Wien - Die Staatsholding ÖIAG ist im Kreuzfeuer gleich zweier ÖGB-Teilgewerkschaften. Die Postgewerkschaft hat am Dienstag zu einer außerordentlichen Aufsichtsratssitzung zum Thema Filialschließungen gerufen - und wurde von sämtlichen Kapitalvertretern ignoriert. Die Privatangestelltengewerkschaft wiederum attackierte die ÖIAG wegen deren Plan, neun Angestellte "ohne faire Lösung" auf die Straße zu setzen.

Die Postgewerkschafter hatten - auf umstrittener rechtlicher Basis - zu einer Sitzung des Kontrollgremiums gerufen - am Vorsitzenden des Aufsichtsrats, ÖIAG-Chef Peter Michaelis, vorbei. Michaelis, der keine Dringlichkeit dafür sah, berief die Sitzung nicht ein. Nach Lesart der Gewerkschaft ist daraufhin die Einberufung des Aufsichtsrats durch mehr als zwei einfache Mitglieder möglich, wenn sich der Vorsitzende weigert, eine Sitzung einzuberufen. Die vier Personalvertreter im Aufsichtsrat setzten daraufhin diesen Schritt.

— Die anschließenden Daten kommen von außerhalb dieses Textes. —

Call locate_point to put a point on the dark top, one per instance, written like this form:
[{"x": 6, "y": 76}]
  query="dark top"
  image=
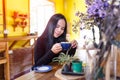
[{"x": 43, "y": 55}]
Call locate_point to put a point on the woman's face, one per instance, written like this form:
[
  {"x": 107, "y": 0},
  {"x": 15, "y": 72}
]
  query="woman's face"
[{"x": 59, "y": 28}]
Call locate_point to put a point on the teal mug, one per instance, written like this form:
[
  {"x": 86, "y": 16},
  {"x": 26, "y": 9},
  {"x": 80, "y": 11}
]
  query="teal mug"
[{"x": 77, "y": 66}]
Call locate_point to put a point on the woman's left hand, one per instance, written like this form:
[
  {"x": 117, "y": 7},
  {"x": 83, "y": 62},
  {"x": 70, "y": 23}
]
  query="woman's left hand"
[{"x": 74, "y": 44}]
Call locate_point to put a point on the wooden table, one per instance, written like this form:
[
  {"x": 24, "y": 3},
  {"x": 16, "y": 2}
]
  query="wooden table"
[{"x": 43, "y": 76}]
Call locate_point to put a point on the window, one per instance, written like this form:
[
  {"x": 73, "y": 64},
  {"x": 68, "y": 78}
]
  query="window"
[{"x": 40, "y": 12}]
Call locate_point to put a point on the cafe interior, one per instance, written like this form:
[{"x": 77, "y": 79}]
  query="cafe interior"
[{"x": 23, "y": 21}]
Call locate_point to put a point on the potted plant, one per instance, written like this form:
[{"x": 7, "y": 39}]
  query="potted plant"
[{"x": 65, "y": 60}]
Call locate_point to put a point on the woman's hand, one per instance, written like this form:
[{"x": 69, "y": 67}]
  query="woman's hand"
[
  {"x": 56, "y": 48},
  {"x": 74, "y": 44}
]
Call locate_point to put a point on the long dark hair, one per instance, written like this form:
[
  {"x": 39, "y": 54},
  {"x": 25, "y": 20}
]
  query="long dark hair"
[{"x": 49, "y": 30}]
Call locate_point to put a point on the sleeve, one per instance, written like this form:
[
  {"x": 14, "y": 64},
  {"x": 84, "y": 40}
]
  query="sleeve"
[
  {"x": 41, "y": 56},
  {"x": 71, "y": 51}
]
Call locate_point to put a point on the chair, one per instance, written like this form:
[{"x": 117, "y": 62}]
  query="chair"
[{"x": 5, "y": 59}]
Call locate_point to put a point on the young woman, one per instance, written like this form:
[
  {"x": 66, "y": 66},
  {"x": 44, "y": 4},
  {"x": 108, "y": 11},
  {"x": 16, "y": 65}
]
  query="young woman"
[{"x": 48, "y": 44}]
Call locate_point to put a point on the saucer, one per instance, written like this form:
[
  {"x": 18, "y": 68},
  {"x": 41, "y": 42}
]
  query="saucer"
[{"x": 45, "y": 68}]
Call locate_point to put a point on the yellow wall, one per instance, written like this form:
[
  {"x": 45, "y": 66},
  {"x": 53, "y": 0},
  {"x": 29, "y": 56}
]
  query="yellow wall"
[
  {"x": 71, "y": 7},
  {"x": 1, "y": 19},
  {"x": 22, "y": 7}
]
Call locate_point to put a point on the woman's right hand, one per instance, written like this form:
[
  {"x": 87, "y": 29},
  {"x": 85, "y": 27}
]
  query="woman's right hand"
[{"x": 56, "y": 48}]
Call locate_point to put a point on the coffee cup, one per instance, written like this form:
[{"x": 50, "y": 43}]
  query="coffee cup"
[{"x": 77, "y": 66}]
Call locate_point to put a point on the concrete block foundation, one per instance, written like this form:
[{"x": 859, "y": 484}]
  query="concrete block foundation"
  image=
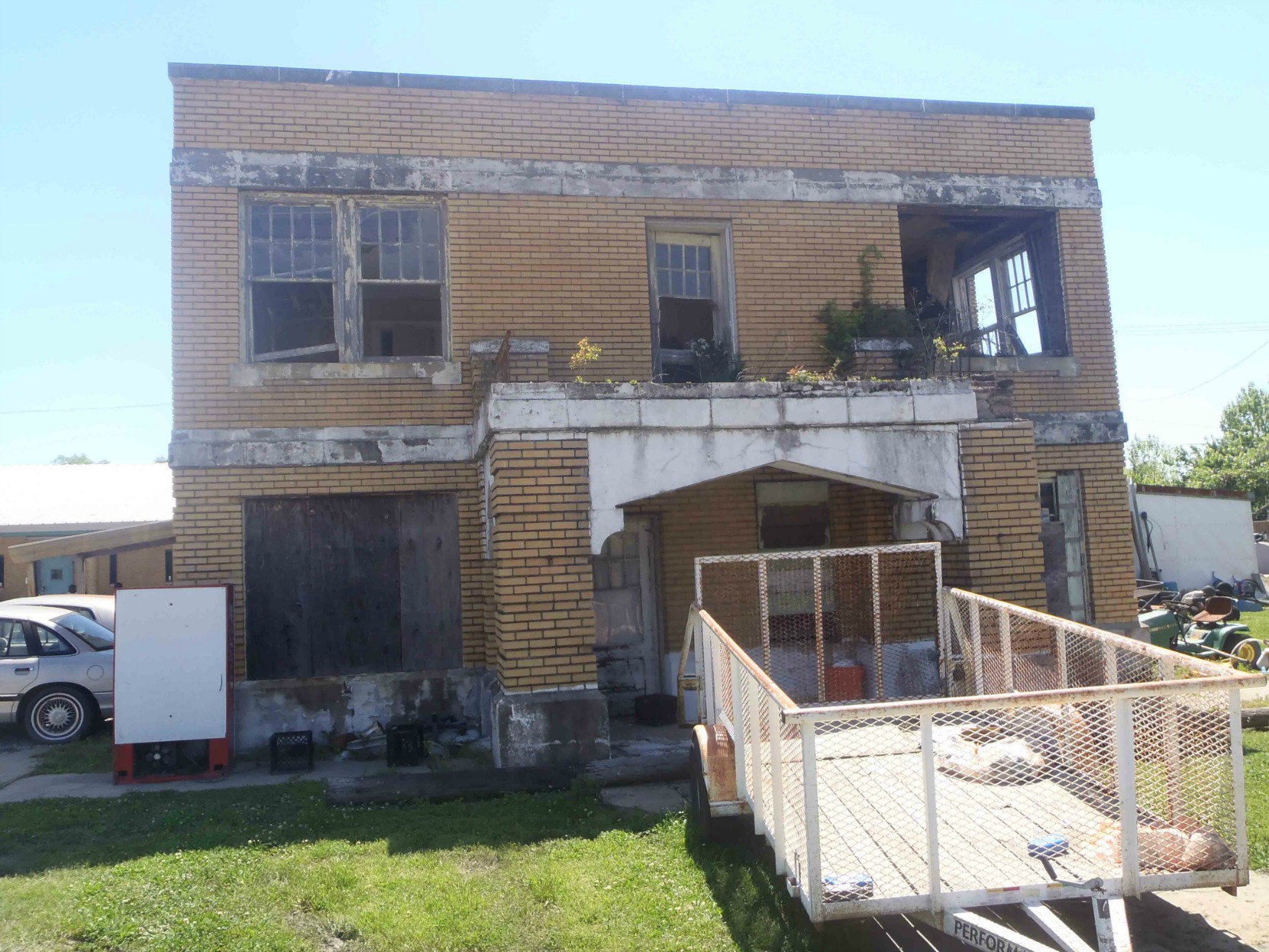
[{"x": 550, "y": 728}]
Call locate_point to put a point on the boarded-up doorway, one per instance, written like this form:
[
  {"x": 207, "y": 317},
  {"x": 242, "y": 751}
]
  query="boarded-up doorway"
[
  {"x": 1061, "y": 534},
  {"x": 627, "y": 647},
  {"x": 341, "y": 586}
]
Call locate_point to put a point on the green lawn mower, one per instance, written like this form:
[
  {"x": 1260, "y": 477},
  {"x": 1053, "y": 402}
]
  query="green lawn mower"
[{"x": 1212, "y": 632}]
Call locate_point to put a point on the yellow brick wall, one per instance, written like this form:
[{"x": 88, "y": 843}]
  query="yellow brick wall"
[
  {"x": 15, "y": 573},
  {"x": 308, "y": 117},
  {"x": 1108, "y": 523},
  {"x": 208, "y": 526},
  {"x": 541, "y": 266},
  {"x": 544, "y": 588}
]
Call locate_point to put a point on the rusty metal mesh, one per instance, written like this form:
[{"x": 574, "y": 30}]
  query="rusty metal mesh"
[{"x": 844, "y": 624}]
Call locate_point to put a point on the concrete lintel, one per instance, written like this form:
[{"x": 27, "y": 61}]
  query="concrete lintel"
[
  {"x": 305, "y": 446},
  {"x": 258, "y": 375},
  {"x": 615, "y": 90},
  {"x": 489, "y": 347},
  {"x": 326, "y": 172},
  {"x": 1077, "y": 428},
  {"x": 1061, "y": 366}
]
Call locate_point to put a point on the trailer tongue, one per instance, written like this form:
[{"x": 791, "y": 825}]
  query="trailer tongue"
[{"x": 983, "y": 753}]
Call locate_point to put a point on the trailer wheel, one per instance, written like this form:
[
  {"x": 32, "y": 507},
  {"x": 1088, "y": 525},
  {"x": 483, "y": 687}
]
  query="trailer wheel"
[{"x": 712, "y": 771}]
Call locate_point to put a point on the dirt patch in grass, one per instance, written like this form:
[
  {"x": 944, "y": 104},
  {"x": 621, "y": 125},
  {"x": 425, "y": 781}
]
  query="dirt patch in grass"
[{"x": 92, "y": 753}]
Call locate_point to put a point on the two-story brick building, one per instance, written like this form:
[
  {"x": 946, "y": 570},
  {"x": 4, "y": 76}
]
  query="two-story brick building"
[{"x": 379, "y": 281}]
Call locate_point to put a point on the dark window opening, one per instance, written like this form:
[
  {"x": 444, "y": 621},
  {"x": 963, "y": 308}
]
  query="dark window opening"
[
  {"x": 402, "y": 320},
  {"x": 686, "y": 320},
  {"x": 795, "y": 526},
  {"x": 991, "y": 277},
  {"x": 692, "y": 325}
]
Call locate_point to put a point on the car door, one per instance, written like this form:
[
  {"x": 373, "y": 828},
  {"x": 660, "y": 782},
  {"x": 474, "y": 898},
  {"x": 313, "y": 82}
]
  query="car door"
[{"x": 19, "y": 664}]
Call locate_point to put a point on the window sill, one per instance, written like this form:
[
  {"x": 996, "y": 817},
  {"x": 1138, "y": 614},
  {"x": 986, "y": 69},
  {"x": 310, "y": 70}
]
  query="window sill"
[
  {"x": 258, "y": 375},
  {"x": 1062, "y": 366}
]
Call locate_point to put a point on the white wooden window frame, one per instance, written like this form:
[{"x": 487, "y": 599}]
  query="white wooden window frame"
[
  {"x": 724, "y": 286},
  {"x": 349, "y": 327},
  {"x": 996, "y": 260}
]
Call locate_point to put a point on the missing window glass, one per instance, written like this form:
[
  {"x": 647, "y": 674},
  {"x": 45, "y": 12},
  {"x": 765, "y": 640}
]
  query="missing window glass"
[
  {"x": 684, "y": 320},
  {"x": 402, "y": 320}
]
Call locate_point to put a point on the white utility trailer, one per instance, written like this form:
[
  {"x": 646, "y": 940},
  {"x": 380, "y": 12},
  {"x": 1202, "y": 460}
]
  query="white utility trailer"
[{"x": 908, "y": 748}]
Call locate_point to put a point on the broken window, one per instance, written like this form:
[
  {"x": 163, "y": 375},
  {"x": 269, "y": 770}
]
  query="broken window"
[
  {"x": 292, "y": 283},
  {"x": 692, "y": 327},
  {"x": 402, "y": 291},
  {"x": 377, "y": 295},
  {"x": 995, "y": 274},
  {"x": 792, "y": 515}
]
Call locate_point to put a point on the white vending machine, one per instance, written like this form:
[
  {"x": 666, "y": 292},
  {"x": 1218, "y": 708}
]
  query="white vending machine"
[{"x": 173, "y": 683}]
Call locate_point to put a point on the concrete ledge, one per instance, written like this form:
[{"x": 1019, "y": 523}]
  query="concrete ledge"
[
  {"x": 615, "y": 90},
  {"x": 325, "y": 446},
  {"x": 326, "y": 172},
  {"x": 1079, "y": 428},
  {"x": 258, "y": 375},
  {"x": 1061, "y": 366},
  {"x": 550, "y": 728}
]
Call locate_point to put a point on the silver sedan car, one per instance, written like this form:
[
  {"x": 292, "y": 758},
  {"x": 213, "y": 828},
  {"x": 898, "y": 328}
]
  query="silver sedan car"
[{"x": 56, "y": 672}]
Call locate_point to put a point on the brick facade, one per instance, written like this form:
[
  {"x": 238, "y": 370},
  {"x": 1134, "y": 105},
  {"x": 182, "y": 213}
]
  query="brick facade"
[{"x": 561, "y": 266}]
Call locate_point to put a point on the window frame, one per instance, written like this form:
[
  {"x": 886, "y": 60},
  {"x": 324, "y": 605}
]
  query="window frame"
[
  {"x": 1004, "y": 329},
  {"x": 724, "y": 281},
  {"x": 347, "y": 279}
]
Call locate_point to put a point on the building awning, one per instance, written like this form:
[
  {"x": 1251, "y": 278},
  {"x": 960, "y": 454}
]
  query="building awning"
[{"x": 97, "y": 544}]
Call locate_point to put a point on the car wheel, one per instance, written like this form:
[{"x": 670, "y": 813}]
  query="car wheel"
[{"x": 57, "y": 715}]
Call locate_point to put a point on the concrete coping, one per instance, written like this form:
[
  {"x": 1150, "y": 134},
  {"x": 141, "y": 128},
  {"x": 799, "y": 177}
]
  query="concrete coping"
[
  {"x": 731, "y": 391},
  {"x": 618, "y": 92}
]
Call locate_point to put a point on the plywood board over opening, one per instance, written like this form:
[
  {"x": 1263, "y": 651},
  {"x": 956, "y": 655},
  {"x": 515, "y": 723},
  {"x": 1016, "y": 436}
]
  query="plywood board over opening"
[{"x": 357, "y": 584}]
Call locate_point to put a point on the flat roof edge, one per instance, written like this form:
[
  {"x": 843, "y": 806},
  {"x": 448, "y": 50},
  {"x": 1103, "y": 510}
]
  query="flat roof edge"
[{"x": 613, "y": 90}]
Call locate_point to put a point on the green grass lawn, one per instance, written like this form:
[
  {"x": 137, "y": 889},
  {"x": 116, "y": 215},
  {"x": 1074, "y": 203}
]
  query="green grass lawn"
[{"x": 277, "y": 869}]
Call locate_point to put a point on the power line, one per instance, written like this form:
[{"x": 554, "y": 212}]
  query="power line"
[
  {"x": 1209, "y": 379},
  {"x": 86, "y": 409}
]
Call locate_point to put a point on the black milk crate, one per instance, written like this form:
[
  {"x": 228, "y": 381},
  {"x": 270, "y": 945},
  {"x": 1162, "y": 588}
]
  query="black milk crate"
[
  {"x": 406, "y": 745},
  {"x": 291, "y": 752}
]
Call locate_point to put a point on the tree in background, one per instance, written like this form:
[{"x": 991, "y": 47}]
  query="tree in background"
[
  {"x": 1238, "y": 459},
  {"x": 1152, "y": 463}
]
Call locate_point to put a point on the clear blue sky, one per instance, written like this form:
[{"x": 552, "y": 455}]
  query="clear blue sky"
[{"x": 1182, "y": 93}]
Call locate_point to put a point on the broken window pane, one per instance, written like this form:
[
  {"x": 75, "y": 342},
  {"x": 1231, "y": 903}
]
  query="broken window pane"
[
  {"x": 402, "y": 320},
  {"x": 684, "y": 320},
  {"x": 683, "y": 270},
  {"x": 291, "y": 241},
  {"x": 400, "y": 244},
  {"x": 291, "y": 315}
]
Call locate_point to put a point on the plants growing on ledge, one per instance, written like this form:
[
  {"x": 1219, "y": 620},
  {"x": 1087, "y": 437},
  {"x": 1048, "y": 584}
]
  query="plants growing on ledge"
[{"x": 929, "y": 328}]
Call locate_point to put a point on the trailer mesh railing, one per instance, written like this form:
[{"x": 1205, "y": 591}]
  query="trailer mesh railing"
[{"x": 1033, "y": 735}]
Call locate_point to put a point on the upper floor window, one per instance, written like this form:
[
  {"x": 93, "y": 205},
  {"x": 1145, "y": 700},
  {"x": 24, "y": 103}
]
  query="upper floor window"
[
  {"x": 345, "y": 279},
  {"x": 693, "y": 335},
  {"x": 991, "y": 276}
]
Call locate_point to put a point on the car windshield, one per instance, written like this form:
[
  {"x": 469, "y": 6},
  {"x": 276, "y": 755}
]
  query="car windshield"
[{"x": 98, "y": 637}]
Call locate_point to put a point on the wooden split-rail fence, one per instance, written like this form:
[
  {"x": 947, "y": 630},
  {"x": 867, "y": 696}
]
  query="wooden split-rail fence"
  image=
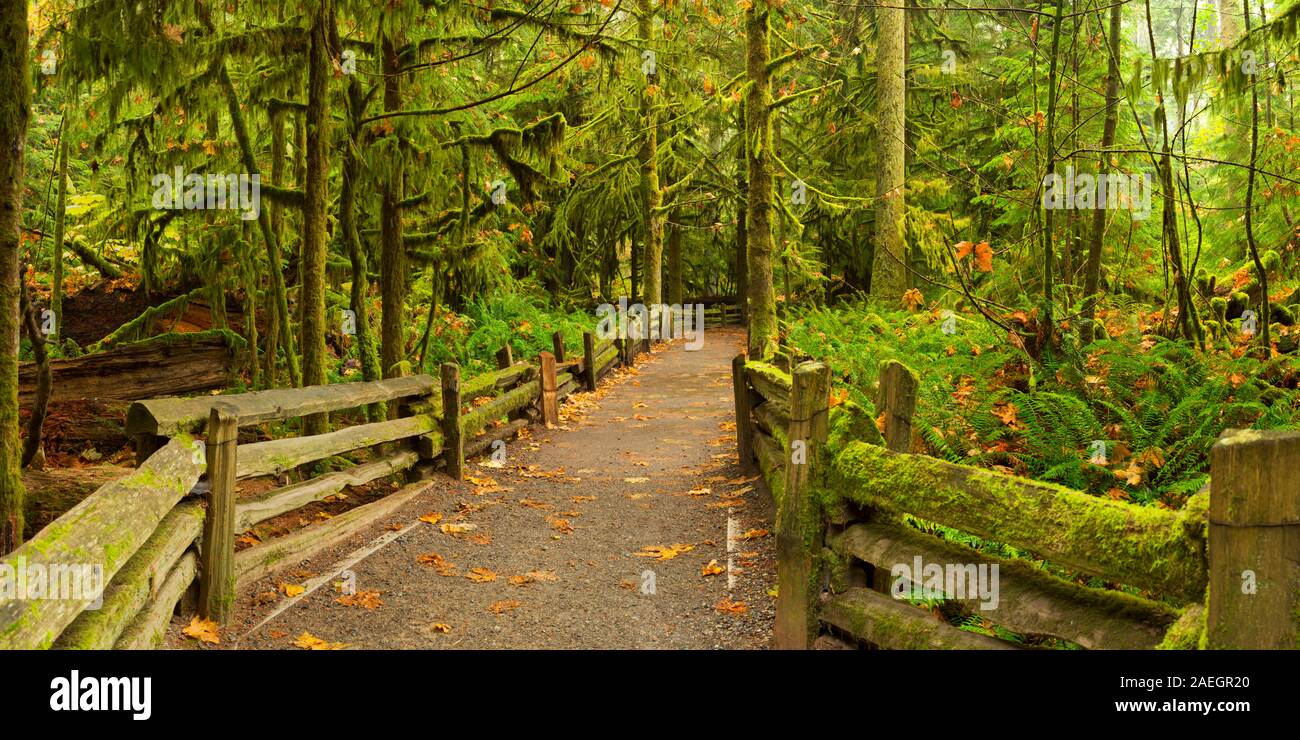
[
  {"x": 853, "y": 505},
  {"x": 163, "y": 539}
]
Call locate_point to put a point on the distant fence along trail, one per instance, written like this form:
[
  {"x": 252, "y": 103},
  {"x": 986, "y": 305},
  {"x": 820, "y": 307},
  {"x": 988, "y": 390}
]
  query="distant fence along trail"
[
  {"x": 1221, "y": 572},
  {"x": 164, "y": 536}
]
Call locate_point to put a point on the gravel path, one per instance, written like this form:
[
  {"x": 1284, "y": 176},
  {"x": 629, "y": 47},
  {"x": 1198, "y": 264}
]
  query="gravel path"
[{"x": 557, "y": 536}]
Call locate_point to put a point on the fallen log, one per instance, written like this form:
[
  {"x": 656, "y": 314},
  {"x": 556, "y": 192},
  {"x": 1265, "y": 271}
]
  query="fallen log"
[{"x": 170, "y": 364}]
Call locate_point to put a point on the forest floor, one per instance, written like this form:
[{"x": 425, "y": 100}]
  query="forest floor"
[{"x": 562, "y": 532}]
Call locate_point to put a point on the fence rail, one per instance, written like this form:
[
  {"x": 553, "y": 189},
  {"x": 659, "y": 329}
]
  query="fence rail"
[
  {"x": 845, "y": 488},
  {"x": 164, "y": 540}
]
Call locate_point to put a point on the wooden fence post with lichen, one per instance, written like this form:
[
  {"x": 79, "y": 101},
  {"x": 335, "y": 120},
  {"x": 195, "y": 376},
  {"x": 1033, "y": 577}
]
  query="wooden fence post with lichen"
[
  {"x": 550, "y": 405},
  {"x": 1255, "y": 541},
  {"x": 798, "y": 520},
  {"x": 588, "y": 360},
  {"x": 744, "y": 424},
  {"x": 896, "y": 401},
  {"x": 558, "y": 345},
  {"x": 453, "y": 444},
  {"x": 217, "y": 584}
]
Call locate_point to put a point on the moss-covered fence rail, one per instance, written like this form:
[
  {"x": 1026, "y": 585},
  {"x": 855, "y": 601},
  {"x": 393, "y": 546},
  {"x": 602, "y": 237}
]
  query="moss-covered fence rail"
[
  {"x": 115, "y": 568},
  {"x": 853, "y": 505}
]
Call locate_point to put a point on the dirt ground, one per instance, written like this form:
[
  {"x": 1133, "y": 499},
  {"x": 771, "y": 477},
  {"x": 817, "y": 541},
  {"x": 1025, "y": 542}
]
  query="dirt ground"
[{"x": 554, "y": 554}]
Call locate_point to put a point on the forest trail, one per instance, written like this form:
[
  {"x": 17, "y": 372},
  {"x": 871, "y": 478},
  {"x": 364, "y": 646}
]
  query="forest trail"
[{"x": 645, "y": 461}]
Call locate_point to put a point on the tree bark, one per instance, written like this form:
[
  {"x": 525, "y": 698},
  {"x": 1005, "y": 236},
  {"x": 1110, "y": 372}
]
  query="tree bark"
[
  {"x": 268, "y": 233},
  {"x": 313, "y": 213},
  {"x": 741, "y": 220},
  {"x": 14, "y": 115},
  {"x": 33, "y": 445},
  {"x": 393, "y": 263},
  {"x": 360, "y": 289},
  {"x": 758, "y": 155},
  {"x": 56, "y": 284},
  {"x": 651, "y": 198},
  {"x": 889, "y": 260},
  {"x": 1092, "y": 271}
]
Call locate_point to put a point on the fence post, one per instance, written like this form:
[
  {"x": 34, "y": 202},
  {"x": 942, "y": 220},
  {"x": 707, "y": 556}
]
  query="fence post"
[
  {"x": 897, "y": 401},
  {"x": 589, "y": 360},
  {"x": 1253, "y": 541},
  {"x": 217, "y": 583},
  {"x": 453, "y": 446},
  {"x": 558, "y": 343},
  {"x": 550, "y": 410},
  {"x": 798, "y": 520},
  {"x": 744, "y": 424}
]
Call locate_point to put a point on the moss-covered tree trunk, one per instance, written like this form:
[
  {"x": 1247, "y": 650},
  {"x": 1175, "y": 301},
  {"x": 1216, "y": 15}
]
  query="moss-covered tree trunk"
[
  {"x": 1092, "y": 269},
  {"x": 758, "y": 155},
  {"x": 360, "y": 288},
  {"x": 274, "y": 267},
  {"x": 393, "y": 263},
  {"x": 277, "y": 228},
  {"x": 889, "y": 259},
  {"x": 313, "y": 212},
  {"x": 741, "y": 220},
  {"x": 14, "y": 113},
  {"x": 56, "y": 284},
  {"x": 651, "y": 198}
]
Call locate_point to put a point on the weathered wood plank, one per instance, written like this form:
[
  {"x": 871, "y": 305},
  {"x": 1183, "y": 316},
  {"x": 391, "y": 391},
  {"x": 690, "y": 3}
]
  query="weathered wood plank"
[
  {"x": 1143, "y": 546},
  {"x": 139, "y": 580},
  {"x": 278, "y": 455},
  {"x": 498, "y": 407},
  {"x": 744, "y": 424},
  {"x": 104, "y": 529},
  {"x": 898, "y": 626},
  {"x": 588, "y": 360},
  {"x": 1255, "y": 541},
  {"x": 550, "y": 405},
  {"x": 897, "y": 401},
  {"x": 251, "y": 511},
  {"x": 168, "y": 416},
  {"x": 1030, "y": 600},
  {"x": 772, "y": 419},
  {"x": 217, "y": 589},
  {"x": 771, "y": 462},
  {"x": 798, "y": 519},
  {"x": 453, "y": 441},
  {"x": 771, "y": 383},
  {"x": 150, "y": 626},
  {"x": 261, "y": 559},
  {"x": 484, "y": 442}
]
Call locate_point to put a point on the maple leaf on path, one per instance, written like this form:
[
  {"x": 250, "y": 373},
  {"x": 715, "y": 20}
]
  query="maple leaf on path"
[{"x": 203, "y": 630}]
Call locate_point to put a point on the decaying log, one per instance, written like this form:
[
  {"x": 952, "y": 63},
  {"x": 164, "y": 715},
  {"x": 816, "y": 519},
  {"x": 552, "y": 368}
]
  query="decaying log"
[{"x": 170, "y": 364}]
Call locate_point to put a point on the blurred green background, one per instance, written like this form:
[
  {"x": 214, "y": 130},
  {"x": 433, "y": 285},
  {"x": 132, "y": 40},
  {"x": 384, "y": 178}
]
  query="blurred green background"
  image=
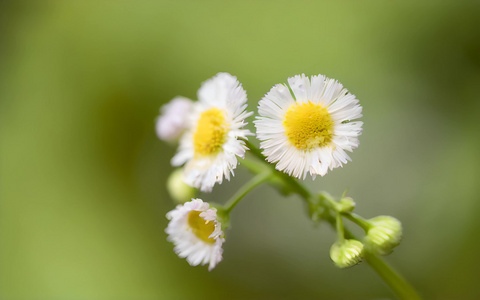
[{"x": 82, "y": 174}]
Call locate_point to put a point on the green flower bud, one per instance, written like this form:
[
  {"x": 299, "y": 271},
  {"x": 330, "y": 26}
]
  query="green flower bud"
[
  {"x": 384, "y": 235},
  {"x": 346, "y": 253},
  {"x": 346, "y": 205},
  {"x": 178, "y": 189}
]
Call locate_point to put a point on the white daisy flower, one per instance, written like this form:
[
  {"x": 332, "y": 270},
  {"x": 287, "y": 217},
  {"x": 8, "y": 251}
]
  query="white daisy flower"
[
  {"x": 211, "y": 145},
  {"x": 309, "y": 131},
  {"x": 196, "y": 233},
  {"x": 172, "y": 121}
]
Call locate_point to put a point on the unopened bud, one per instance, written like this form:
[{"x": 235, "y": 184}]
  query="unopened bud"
[
  {"x": 384, "y": 235},
  {"x": 178, "y": 189},
  {"x": 346, "y": 253}
]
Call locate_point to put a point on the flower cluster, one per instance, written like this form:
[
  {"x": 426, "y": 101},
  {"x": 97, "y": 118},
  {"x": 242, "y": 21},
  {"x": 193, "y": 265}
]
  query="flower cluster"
[{"x": 306, "y": 126}]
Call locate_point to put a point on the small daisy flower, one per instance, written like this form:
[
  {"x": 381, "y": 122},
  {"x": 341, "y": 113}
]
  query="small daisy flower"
[
  {"x": 196, "y": 232},
  {"x": 172, "y": 121},
  {"x": 309, "y": 131},
  {"x": 210, "y": 147}
]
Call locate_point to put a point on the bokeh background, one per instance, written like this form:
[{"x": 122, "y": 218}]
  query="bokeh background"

Der oberste Postgewerkschafter Gerhard Fritz wartete aber vergeblich auf die von den Kapitalvertretern bestellten Aufsichtsräte. Das Fernbleiben von Michaelis & Co. sei "inakzeptabel, verantwortungslos und rechtlich bedenklich", wetterte Fritz danach. "Dieses unfassbare Vorgehen kann nicht ohne Konsequenzen bleiben." Die Belegschaftsvertreter wollen jetzt rechtliche Schritte gegen Michaelis bzw. die anderen Aufsichtsräte prüfen.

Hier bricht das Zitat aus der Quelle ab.